Just the idea of going up to an athlete and asking questions was beyond him. Then he noticed a radical change to a nearby home.

"There was suddenly a half a basketball court in this house's backyard, and you just didn't see that,” he said. “Nobody had a court in your backyard. You might have a hoop in your driveway."

Rumor had it the house belonged to former Gopher starter Flip Saunders, who'd become a coach at Golden Valley Lutheran Junior College. Steve and his friend Mike hung around outside a few times in case Saunders came out. Then Mike, who was far from shy, opened the mailbox and found a letter addressed to Philip Saunders.

"And so, while I stood at the foot of the driveway,” he recalled, “Mike walked up the driveway, knocked on the door, Flip's wife Debbie answered. Mike asked if Flip lived here. She said yes, and essentially Mike's next question was, 'Can he come out to play?' We were invited to shoot hoops in the back yard and Flip joined us."
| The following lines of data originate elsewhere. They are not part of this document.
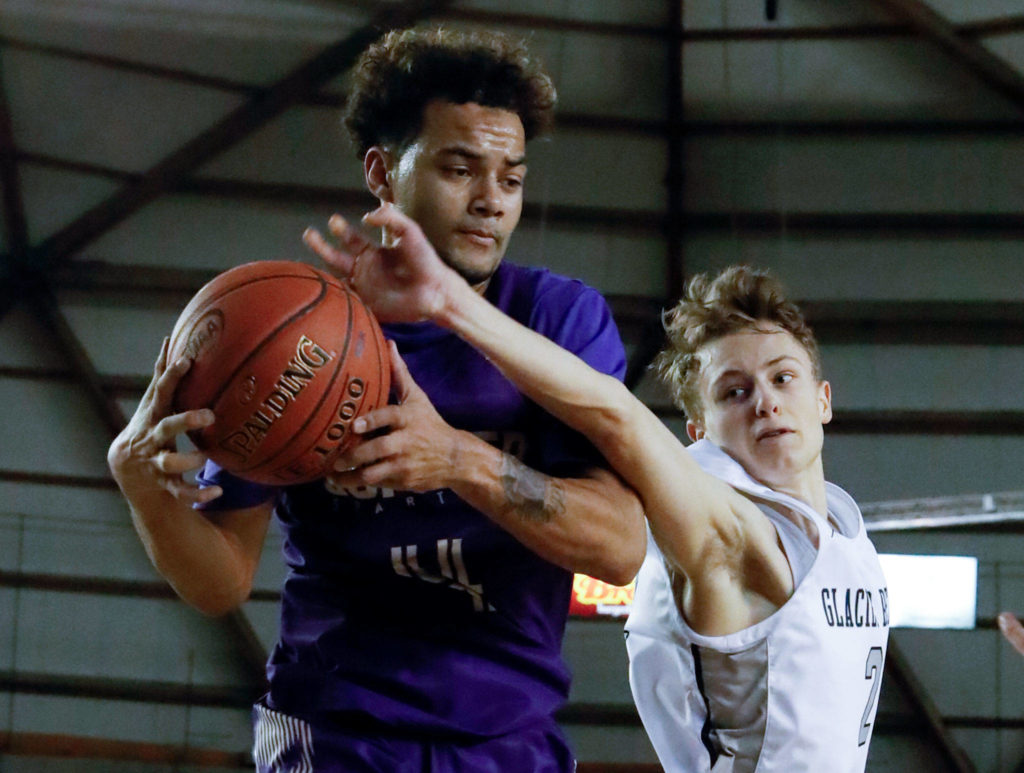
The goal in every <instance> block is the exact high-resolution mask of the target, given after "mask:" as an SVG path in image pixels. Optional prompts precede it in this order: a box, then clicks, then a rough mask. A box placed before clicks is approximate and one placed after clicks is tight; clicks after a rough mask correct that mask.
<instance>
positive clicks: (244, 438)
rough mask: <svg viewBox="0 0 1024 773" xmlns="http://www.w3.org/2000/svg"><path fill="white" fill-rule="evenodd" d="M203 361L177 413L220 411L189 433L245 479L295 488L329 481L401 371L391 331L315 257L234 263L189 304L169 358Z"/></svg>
mask: <svg viewBox="0 0 1024 773" xmlns="http://www.w3.org/2000/svg"><path fill="white" fill-rule="evenodd" d="M181 355H185V356H187V357H190V358H191V360H193V364H191V368H190V369H189V370H188V372H187V373H186V374H185V376H184V377H183V378H182V379H181V382H180V383H179V384H178V388H177V390H176V392H175V394H174V409H175V411H178V412H181V411H188V410H193V409H202V407H208V409H210V410H212V411H213V413H214V415H215V416H216V421H215V422H214V424H213V426H211V427H206V428H205V429H202V430H196V431H193V432H189V435H188V436H189V437H190V438H191V440H193V442H195V443H196V445H197V446H198V447H199V448H200V449H201V450H203V452H204V453H205V454H207V456H208V457H209V458H210V459H211V460H213V461H214V462H216V463H217V464H218V465H220V466H221V467H223V468H224V469H225V470H227V471H228V472H231V473H233V474H236V475H238V476H240V477H243V478H246V479H248V480H252V481H255V482H258V483H271V484H275V485H286V484H291V483H302V482H305V481H308V480H313V479H315V478H318V477H322V476H324V475H325V474H326V473H327V471H328V470H329V468H330V466H331V463H332V462H333V461H334V458H335V457H336V456H337V455H338V454H339V453H340V452H341V450H343V449H344V448H346V447H347V446H348V445H350V443H351V440H352V437H353V436H352V433H351V423H352V421H353V420H354V419H355V418H356V417H357V416H360V415H362V414H366V413H369V412H370V411H373V410H374V409H377V407H380V406H381V405H384V404H385V403H386V402H387V396H388V389H389V388H390V381H391V378H390V376H391V371H390V362H389V359H388V354H387V348H386V344H385V342H384V336H383V335H382V334H381V329H380V326H378V324H377V320H376V318H375V317H374V315H373V314H372V313H371V311H370V309H368V308H367V307H366V306H365V305H364V304H362V301H361V300H359V297H358V296H357V295H355V293H354V292H352V290H351V289H350V288H349V287H347V286H346V285H345V284H344V283H341V282H339V281H338V280H336V278H334V277H333V276H331V275H330V274H328V273H325V272H324V271H321V270H317V269H315V268H313V267H312V266H308V265H306V264H304V263H293V262H289V261H263V262H258V263H247V264H245V265H241V266H238V267H236V268H231V269H230V270H227V271H225V272H223V273H221V274H219V275H217V276H216V277H214V278H213V281H212V282H210V283H209V284H207V285H206V286H205V287H203V289H201V290H200V291H199V293H197V294H196V296H195V297H194V298H193V299H191V301H189V302H188V305H187V306H185V308H184V310H183V311H182V312H181V315H180V316H179V317H178V321H177V324H176V325H175V326H174V332H173V333H172V334H171V343H170V352H169V358H168V362H173V361H175V360H176V359H177V358H178V357H179V356H181Z"/></svg>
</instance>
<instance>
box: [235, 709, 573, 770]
mask: <svg viewBox="0 0 1024 773" xmlns="http://www.w3.org/2000/svg"><path fill="white" fill-rule="evenodd" d="M253 726H254V734H255V743H254V745H253V760H254V761H255V762H256V771H257V773H508V772H509V771H523V772H525V771H529V773H572V772H573V771H574V770H575V760H574V759H573V757H572V753H571V750H570V749H569V747H568V744H567V743H566V742H565V739H564V737H563V736H562V734H561V731H559V729H558V727H557V726H556V725H555V724H554V723H552V724H551V725H549V726H545V727H539V728H532V729H528V730H525V731H522V732H519V733H515V734H512V735H506V736H501V737H498V738H487V739H484V740H481V741H477V742H473V743H466V744H455V743H434V742H431V741H429V740H419V739H417V740H412V739H409V738H404V737H403V738H387V737H381V736H371V735H364V734H357V733H350V732H347V731H345V730H344V729H340V728H336V727H317V726H314V725H311V724H310V723H308V722H306V721H304V720H300V719H297V718H295V717H292V716H289V715H287V714H283V713H281V712H278V711H274V710H272V708H268V707H267V706H266V705H265V704H263V702H262V701H261V702H259V703H257V704H256V705H255V706H253Z"/></svg>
Saunders later coached the Gophers and three NBA teams including two stints with the Timberwolves. But for Rushin, it was much more significant that those backyard games evolved into a two-on-two summer tournament. Charged with naming the contest Rushin came up with the “Saunders Hoops Invitational Tournament,” perhaps as much for the acronym as anything else. Given Saunders’ connections, skilled college and future NBA-ers turned up.

"It was a ‘Star Wars’ bar of basketball players," Rushin said. "And I was a ninth grader enthralled with these guys."

Rushin wrote about these games, too. Then Sports Illustrated published a piece about a backyard basketball tournament in Michigan. It spurred Rushin to write a letter to the editor praising the story but pointing to the Saunders Invitational.

"Alexander Wolff, the author of that story, wrote back to me and said, 'I'd love to hear more about this. I'm writing a book about pickup basketball in America.’"

Rushin wrote back. It was a classic foot in the door, and years later led to a career at Sports Illustrated.

The struggle to overcome his shyness took longer, as he explains in "Nights in White Castle." He'll launch the book 7 p.m. Tuesday at Magers and Quinn Booksellers in Minneapolis.